Automating Inequality
- Author: Virginia Eubanks
- Subject: technology and poverty
- Published: 2018
- Publisher: St. Martin's Press
- Awards: Stephan Russo Book Prize (shortlist)
- ISBN: 978-1-250-07431-7

= Automating Inequality =

Book by Virginia Eubanks

Automating Inequality: How High-Tech Tools Profile, Police, and Punish the Poor is a book by Virginia Eubanks.

== Background ==
The book focuses on how automation negatively impacts the poor. In the United States during the 19th century, poor people were often sent to poorhouses. Eubanks draws a connection from the poorhouses of the 19th century to how we control and contain poor people using technology in the 21st century. Eubanks is an associate professor of political science at State University of New York.
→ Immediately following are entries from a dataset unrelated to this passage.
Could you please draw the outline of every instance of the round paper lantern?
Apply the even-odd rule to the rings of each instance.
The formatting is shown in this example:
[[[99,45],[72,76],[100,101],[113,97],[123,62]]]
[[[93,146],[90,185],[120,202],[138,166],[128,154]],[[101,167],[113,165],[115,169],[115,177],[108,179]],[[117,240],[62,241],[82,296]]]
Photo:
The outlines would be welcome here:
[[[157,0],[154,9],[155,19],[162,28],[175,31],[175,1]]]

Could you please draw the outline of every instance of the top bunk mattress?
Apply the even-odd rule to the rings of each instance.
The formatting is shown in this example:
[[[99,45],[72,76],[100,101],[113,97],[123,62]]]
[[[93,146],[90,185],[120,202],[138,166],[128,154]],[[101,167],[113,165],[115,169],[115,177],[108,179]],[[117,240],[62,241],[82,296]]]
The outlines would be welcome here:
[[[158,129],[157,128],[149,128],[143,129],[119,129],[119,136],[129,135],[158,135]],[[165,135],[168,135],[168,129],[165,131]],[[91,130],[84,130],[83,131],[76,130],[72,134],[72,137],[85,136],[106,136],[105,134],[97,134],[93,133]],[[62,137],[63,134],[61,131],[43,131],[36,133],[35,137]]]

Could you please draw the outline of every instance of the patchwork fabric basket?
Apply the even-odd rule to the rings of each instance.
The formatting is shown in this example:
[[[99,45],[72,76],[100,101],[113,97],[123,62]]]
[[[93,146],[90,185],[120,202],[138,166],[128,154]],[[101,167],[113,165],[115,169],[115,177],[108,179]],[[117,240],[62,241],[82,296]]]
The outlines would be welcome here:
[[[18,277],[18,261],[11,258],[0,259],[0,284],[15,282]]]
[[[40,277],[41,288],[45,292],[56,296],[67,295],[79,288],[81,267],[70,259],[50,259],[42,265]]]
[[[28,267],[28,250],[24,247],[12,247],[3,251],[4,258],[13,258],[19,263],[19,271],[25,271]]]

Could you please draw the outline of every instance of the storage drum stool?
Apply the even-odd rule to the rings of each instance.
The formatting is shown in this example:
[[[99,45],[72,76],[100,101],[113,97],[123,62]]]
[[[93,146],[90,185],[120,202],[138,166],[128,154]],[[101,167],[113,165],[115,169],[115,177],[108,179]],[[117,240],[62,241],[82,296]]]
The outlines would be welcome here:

The book discusses how housing in Los Angeles has been automated. The book discusses Mitch Daniels's attempt to privatize and automate welfare in Indiana. The attempt led to a 54% increase in the denial of benefits from the previous three years. In Pittsburgh, there was an attempt to use predictive risk modeling to identify at-risk children. Many automated processes are intended to maximize profit. The last chapter goes over ways that these oppressive systems can be dismantled.

== Reception ==
LibraryJournal praised the book for covering academic material in a way that is easy to read. The book was shortlisted for the Stephan Russo Book Prize. The Financial Times compared and contasted the book with Algorithms of Oppression.